Özellikle son günler'de öylesine büyük tartışmalar var ki, ülkede yaşanan krizleri bile dikkate alan yok. 

Varsa-yoksa referandum.

Varsa-yoksa yeni anayasa.

Varsa-yoksa polemik.

Kutuplaşma siyaseti.

Nefret söylemleri.

Ötekileştirme çabaları. 

Aşağılama.

Tehditler, vs.

Başta siyasiler olmak üzere neredeyse tüm ulus ikiye bölündük.

"Evet'çiler ve "Hayır'cılar. Gerçeği söylemek gerekirse oluşan tablo hiç de hoşuma gitmiyor.

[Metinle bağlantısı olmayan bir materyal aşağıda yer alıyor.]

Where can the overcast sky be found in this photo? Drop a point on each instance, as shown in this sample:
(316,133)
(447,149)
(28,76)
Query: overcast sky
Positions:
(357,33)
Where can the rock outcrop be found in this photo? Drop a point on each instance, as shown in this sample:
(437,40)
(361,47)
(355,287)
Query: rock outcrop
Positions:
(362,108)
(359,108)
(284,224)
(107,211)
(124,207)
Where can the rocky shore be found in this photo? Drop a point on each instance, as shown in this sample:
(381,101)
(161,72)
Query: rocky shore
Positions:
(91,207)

Her iki kesim içinde geçerli bu söyleyeceklerim. 

Çarşı, pazar her yerde.

Kimi evet, kimi hayır. Ha bire tartışıyorlar.

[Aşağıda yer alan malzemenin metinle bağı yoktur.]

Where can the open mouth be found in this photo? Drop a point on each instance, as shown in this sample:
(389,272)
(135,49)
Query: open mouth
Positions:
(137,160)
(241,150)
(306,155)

Sosyal medya da aynı şekilde. "Hayırlısı" desen hayırcı oluyorsun. Sorulan soruya "evet" diye yanıt versen evetçi. 

Saçmalıklar almış başını gidiyor. 

Tahammülsüzlüğün, saygının, ve hoşgörü yoksunluğunun en çok hissedildiği zamanlar bu zamanlar. Aynı fikirde olmayan insanların birbirlerine adeta düşman gözüyle baktığı, selamı sabahı kestiği ve yolunu değiştirdiği zamanlar.

Sormak istiyorum, aynı fikirde değilsek birbirimizi düşmanlaştırmak zorunda mıyız? Referandumda biri "Evet" diğeri "Hayır" diyecekse neden vatan haini ilan ediliyor. 

Elbette ki bir oylama yapılacak ve herkes kendi fikrini ortaya koyarak sandıkta oyunu kullanacak. Sosyal paylaşım sitelerinde kendi fikrini enpoze etmeye çalışanlara, ölçüyü kaçırmama ve bu işin sonunda insanların yüzüne bakamayacak duruma gelmemelerini hatırlatmak istiyorum. 

Ve küçük bir tavsiye ile yazımı noktalamak istiyorum.

Evvela ayrıştırmayı, ötekileştirmeyi bir kenara bırakmalı ve bu amaçta olan kişilerin tuzaklarına düşmemeliyiz. Yapmamız gereken şey; ortak payda vatan ve bayrakta bir araya gelip yüzümüze tebessüm verip hoşgörülü olmaktır. 

Ancak bunu ne kadar başara biliriz açıkçası ben de bilmiyorum. Ne yazık ki herkes kendi penceresinden tek doğruyu bildiğini zannediyor, vatanın savunucusu ve sancağın taşıyıcısı kendi ideolojisiymiş kabul ediyor. 

Sanırım en çok da bu nedenle toplum kestirmeden gidiyor. 

"Vur, kır, parçala bu maçı kazan" taktiğini uyguluyor. 

Bu konuda diyebileceğim son söz. Bol şuurlu günler dilerim.